Como o ar condicionado e os desastres naturais aumentam os riscos de doenças mortais
Outras enfermidades transmitidas pela água, como a doença do legionário – causada pela bactéria Legionella pneumophila, têm apresentado um aumento significativo nos casos à medida que as temperaturas se elevam.
Antes encontrada principalmente nas cidades do nordeste, a Legionella agora é encontrada no meio-oeste e é contraída nos meses quentes do outono, além do verão. As infecções aumentaram mais de 84% desde o início dos anos 2000 nos Estados Unidos, e matam cerca de 10% das pessoas infectadas.
Estudos demonstraram que mais chuvas, maior umidade e temperaturas mais altas podem levar ao aumento da bactéria Legionella na água, mas ela é mais comumente contraída quando um indivíduo inala a névoa contaminada das torres de resfriamento do ar condicionado, banheiras de hidromassagem, saunas, piscinas ou parques aquáticos.
Nesse caso, a exposição pode aumentar como resultado do uso mais frequente do ar condicionado ou de brincadeiras em piscinas, banheiras de hidromassagem e parques aquáticos por períodos mais longos do ano, diz Semenza.
“Contraímos a doença do legionário quando precisamos depender mais do ar condicionado, que é mais prevalente quando está quente”, diz Semenza.
No início do verão de 2025 no Hemisfério Norte, um surto da doença do legionário levou a 114 casos confirmados na cidade de Nova York e foi causado pela névoa contaminada das torres de resfriamento de grandes aparelhos de ar condicionado no East Harlem, que podem espalhar a contaminação por quilômetros.
Além do aumento no uso do ar condicionado, o aquecimento das temperaturas também torna os desastres mais prováveis.
Tempestades poderosas fazem com que os cursos d’água se tornem fossas de esgoto e detritos, diz Egan, e pesquisas mostram que o número de furacões mais intensos, aqueles acima da categoria 3, mais que dobrou nos últimos 40 anos.
Com os detritos e as inundações, as pessoas acabam caminhando em águas contaminadas por bactérias e, se você tiver uma ferida aberta ou cortar o pé em um caco de vidro, ficará imediatamente suscetível a infecções, diz Egan.

As águas rasas da Baby Beach em Dana Point, no sul da Califórnia, têm baixas classificações de limpeza, mas continuam populares entre as famílias da região.

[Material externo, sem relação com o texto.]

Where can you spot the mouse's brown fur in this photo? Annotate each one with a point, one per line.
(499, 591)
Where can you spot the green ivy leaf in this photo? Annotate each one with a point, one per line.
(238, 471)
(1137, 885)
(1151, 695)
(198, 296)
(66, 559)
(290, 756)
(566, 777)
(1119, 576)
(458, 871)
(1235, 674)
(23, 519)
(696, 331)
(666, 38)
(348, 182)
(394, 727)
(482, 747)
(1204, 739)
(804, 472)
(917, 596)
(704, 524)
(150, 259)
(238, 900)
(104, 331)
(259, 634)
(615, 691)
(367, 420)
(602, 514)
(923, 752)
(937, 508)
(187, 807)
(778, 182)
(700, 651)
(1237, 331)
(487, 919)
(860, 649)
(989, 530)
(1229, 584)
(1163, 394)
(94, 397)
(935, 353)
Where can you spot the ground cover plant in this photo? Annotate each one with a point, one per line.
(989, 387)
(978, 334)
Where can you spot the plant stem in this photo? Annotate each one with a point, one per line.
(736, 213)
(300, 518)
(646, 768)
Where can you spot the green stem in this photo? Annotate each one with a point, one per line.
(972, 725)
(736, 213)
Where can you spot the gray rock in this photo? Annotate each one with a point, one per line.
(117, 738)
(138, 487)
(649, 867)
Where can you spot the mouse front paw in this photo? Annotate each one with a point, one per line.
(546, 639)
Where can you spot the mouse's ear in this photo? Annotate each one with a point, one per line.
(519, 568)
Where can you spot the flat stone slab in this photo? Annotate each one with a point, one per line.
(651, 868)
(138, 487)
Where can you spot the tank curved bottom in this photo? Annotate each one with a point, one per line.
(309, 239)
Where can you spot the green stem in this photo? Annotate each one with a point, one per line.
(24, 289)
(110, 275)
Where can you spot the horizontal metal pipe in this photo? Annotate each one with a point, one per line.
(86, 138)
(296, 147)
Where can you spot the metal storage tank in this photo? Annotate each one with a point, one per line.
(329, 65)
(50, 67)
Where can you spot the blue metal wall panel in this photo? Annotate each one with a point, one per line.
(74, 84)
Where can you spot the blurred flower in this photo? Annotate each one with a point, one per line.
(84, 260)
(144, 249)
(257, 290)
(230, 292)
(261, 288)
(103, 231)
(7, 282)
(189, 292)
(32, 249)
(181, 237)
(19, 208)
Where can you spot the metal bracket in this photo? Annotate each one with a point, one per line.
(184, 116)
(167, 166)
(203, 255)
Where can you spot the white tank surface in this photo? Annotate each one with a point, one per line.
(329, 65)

Foto de Mark Boster, Los Angeles Times via Getty Images
Como se proteger de doenças transmitidas pela água
Para infecções que ocorrem em feridas, como Vibrio, a maneira mais fácil de evitá-las é ficar fora da água se você tiver uma ferida aberta na pele. Se você tiver um machucado aberto e exposto, use água e sabão para limpá-lo, troque o curativo a cada 12 horas e não volte à água até que ela esteja cicatrizada, diz Egan.
Os departamentos de saúde locais e estaduais costumam monitorar e emitir alertas sobre altos níveis de bactérias em certos reservatórios de água, especialmente durante as épocas mais quentes do ano. Verifique os sites ou as redes sociais dessas entidades para obter atualizações, e redobre o cuidado quando as águas estiverem mais quentes.
Após um furacão ou grande enchente, não entre em águas turvas onde é difícil ver o fundo — isso torna mais difícil evitar ferimentos e as águas provavelmente estarão poluídas.
Se você se cortar, esteja atento aos sinais gerais de infecção, como febre, calafrios, suores noturnos, fadiga ou sensação de mal-estar. Uma ferida pode estar infectada se estiver vermelha, quente e com secreção de pus.
Infecções mais graves, como a causada pela V. vulnificus, provocam vermelhidão que se espalha rapidamente ao redor do local da infecção em poucas horas e exigem atendimento imediato no pronto-socorro.